DETAILED DESCRIPTION OF THE INVENTION The present invention mainly relates to a wind turbine device suitable for use in wind power generation.

Wind turbines have been used on a small scale in regions where the wind blows frequently throughout the year, but their widespread use has been slow due to the small amount of power that can be obtained relative to the equipment and the instability of the direction and strength of the wind. Ta.

However, in the recent times when energy saving is being pursued, it has been reconsidered and proposals have been made to overcome the above-mentioned drawbacks.

Wind turbines can be broadly divided into horizontal axis types and vertical axis types, but regarding the above-mentioned point that the direction of wind blowing is not determined, vertical axis types are essentially independent of the direction in which the wind blows.

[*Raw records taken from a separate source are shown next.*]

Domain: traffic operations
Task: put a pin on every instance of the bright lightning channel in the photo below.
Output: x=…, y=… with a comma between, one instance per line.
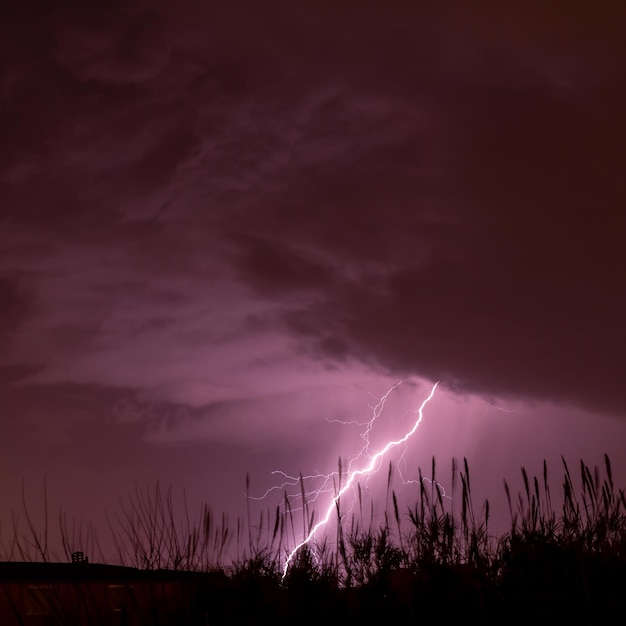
x=365, y=471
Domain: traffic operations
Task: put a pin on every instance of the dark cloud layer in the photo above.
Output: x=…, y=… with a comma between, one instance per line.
x=430, y=190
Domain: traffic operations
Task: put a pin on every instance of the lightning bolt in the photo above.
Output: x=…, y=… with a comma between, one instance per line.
x=369, y=469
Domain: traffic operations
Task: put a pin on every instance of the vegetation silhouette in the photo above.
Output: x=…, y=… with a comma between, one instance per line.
x=565, y=562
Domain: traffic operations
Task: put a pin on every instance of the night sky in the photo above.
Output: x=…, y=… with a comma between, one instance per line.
x=227, y=226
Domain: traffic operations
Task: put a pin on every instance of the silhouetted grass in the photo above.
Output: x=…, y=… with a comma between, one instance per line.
x=435, y=559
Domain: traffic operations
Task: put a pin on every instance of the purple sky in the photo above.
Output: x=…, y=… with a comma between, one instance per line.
x=224, y=225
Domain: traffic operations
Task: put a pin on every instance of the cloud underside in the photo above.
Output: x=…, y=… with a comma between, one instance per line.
x=422, y=194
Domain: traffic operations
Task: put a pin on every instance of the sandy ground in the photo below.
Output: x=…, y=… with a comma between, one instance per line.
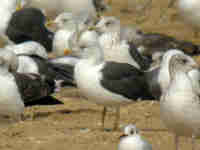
x=75, y=123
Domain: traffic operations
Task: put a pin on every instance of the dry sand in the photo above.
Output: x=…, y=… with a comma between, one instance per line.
x=75, y=124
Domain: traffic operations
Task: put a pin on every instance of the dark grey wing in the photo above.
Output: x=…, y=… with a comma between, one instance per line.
x=143, y=62
x=99, y=5
x=33, y=87
x=126, y=80
x=55, y=71
x=160, y=42
x=30, y=25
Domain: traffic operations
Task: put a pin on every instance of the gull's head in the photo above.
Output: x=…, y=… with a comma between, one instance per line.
x=64, y=20
x=108, y=24
x=8, y=60
x=129, y=130
x=131, y=34
x=181, y=63
x=100, y=5
x=167, y=56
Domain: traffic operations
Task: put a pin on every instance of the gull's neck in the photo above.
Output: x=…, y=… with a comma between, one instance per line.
x=4, y=71
x=97, y=57
x=7, y=8
x=110, y=39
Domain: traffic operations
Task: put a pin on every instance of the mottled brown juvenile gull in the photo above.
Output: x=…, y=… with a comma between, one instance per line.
x=110, y=84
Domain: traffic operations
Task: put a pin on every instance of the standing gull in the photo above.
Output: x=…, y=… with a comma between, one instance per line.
x=189, y=10
x=20, y=88
x=131, y=140
x=28, y=24
x=180, y=106
x=110, y=84
x=7, y=8
x=33, y=63
x=54, y=8
x=28, y=48
x=115, y=48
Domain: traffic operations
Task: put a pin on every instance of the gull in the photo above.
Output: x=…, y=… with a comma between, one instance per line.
x=28, y=24
x=115, y=48
x=164, y=76
x=28, y=48
x=67, y=27
x=179, y=104
x=54, y=8
x=131, y=140
x=20, y=88
x=110, y=84
x=70, y=28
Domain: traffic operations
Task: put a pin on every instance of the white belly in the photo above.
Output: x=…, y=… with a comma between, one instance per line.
x=10, y=100
x=180, y=115
x=88, y=81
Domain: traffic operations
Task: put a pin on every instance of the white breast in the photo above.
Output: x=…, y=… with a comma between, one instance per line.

This is advantageous because it can be operated.

In addition, regarding the issue of uncertain wind strength, efforts should be made to enable operation from low wind speeds as much as possible, and during strong winds, measures should be taken to ensure the safety of the wind turbine by suppressing or stopping the flow of wind into the wind turbine. In this case, energy can be obtained relatively continuously.

The present invention relates to an improvement of a vertical axis type wind turbine that has been made in consideration of the above points, and particularly aims to provide a wind turbine device that is efficient in terms of equipment and can be operated from low wind speeds. The gist is a windmill in which a plurality of buckets are arranged radially at predetermined intervals around a vertical rotation axis, and a windmill that rotates the windmill to create a structure in which the circumference of the bucket is drawn along the circumference of the outer end of the bucket. In a wind turbine device comprising a plurality of guides arranged at predetermined intervals in a substantially tangential direction, each bucket has a guide extending from near its outer end toward the approximate center of another bucket adjacent in the direction of rotation. A bucket guide is attached to the bucket guide, and the air that flows into the bucket from between the guides is separated from the air that is reversed in the bucket and flows out in the opposite direction, so that they do not interfere with each other. The reason is that I tried not to do that.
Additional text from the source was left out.